À Miragoâne, on monte à bord d’une Éconoline bien remplie et on file à vive allure vers la capitale en se frayant un chemin entre les camions, les autobus, les motos, les chèvres et les vendeurs de bouteille d’eau. Comme il n’y a pas de feux de circulation, je ne peux pas frapper le plafond quand on passe sur une jaune, alors on invente une version haïtienne du jeu: on frappe plutôt le plafond à toutes les fois où on se retrouve trois véhicules de large sur cette route qui comprend pourtant seulement deux voies. Ça arrive quand même souvent.
Pour se distraire sur la route, on collectionne aussi les meilleurs slogans de tap-taps ou les noms d’églises les plus savoureux. Toujours invaincus à ce jour: l’église Dieu en Christ et le tap-tap La foi en Christ.
C’est comment, Port-au-Prince? Chaotique, pas propre propre, mais ça grouille de vie. De jolis coins ici et là, vieilles bâtisses coloniales que l’on retrouve encore un peu partout, des cours intérieures par-ci par-là, oasis de tranquillité dans ce feu roulant de véhicules à deux ou quatre roues. Une ville qui panse encore ses plaies sismiques, mais dont les habitants semblent décidés à continuer pareil, inventifs, battants et débrouillards.

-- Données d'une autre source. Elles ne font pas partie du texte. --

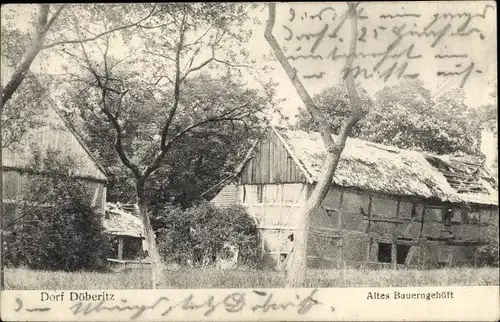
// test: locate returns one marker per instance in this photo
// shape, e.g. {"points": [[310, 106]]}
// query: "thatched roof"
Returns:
{"points": [[119, 222], [376, 167], [54, 133]]}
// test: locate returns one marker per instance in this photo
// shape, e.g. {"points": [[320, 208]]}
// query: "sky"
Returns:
{"points": [[299, 25]]}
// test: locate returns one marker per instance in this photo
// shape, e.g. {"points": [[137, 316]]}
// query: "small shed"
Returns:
{"points": [[53, 133], [127, 230], [386, 206]]}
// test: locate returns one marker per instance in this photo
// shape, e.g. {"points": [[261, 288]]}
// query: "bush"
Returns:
{"points": [[200, 234], [56, 228]]}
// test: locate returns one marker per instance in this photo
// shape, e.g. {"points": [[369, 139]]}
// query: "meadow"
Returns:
{"points": [[25, 279]]}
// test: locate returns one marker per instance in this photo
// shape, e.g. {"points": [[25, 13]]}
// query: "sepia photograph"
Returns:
{"points": [[298, 147]]}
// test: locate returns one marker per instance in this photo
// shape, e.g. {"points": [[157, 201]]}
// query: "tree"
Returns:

Parmi les rescapés du séisme, le Musée d’art haïtien, toujours debout mais pas encore remis. Seule la petite salle demeure fonctionnelle, la grande étant toujours en réparation. Le préposé nous y a gentiment conduites quand même: une grande pièce vide, aux murs lézardés, des débris s’accumulant dans les coins. Bien sûr, comme vous tous, j’ai vu toutes les images terribles du tremblement de terre à la télé, j’ai compté les morts et les blessés, j’ai vu de mes yeux vu les marques que portent encore la ville, je sais qu’il y a des choses infiniment plus tristes qu’une salle vide dans un musée, mais en entendant mes pas résonner tristement sur le carrelage de cette pièce dépouillée de ses trésors, j’ai eu envie de pleurer. J’ai fait un don pour la restauration du musée. J’aurais peut-être dû donner à la Croix-Rouge. Mais comme l’a si bien dit Nietzsche:
Nous avons l’art afin de ne pas périr de la vérité.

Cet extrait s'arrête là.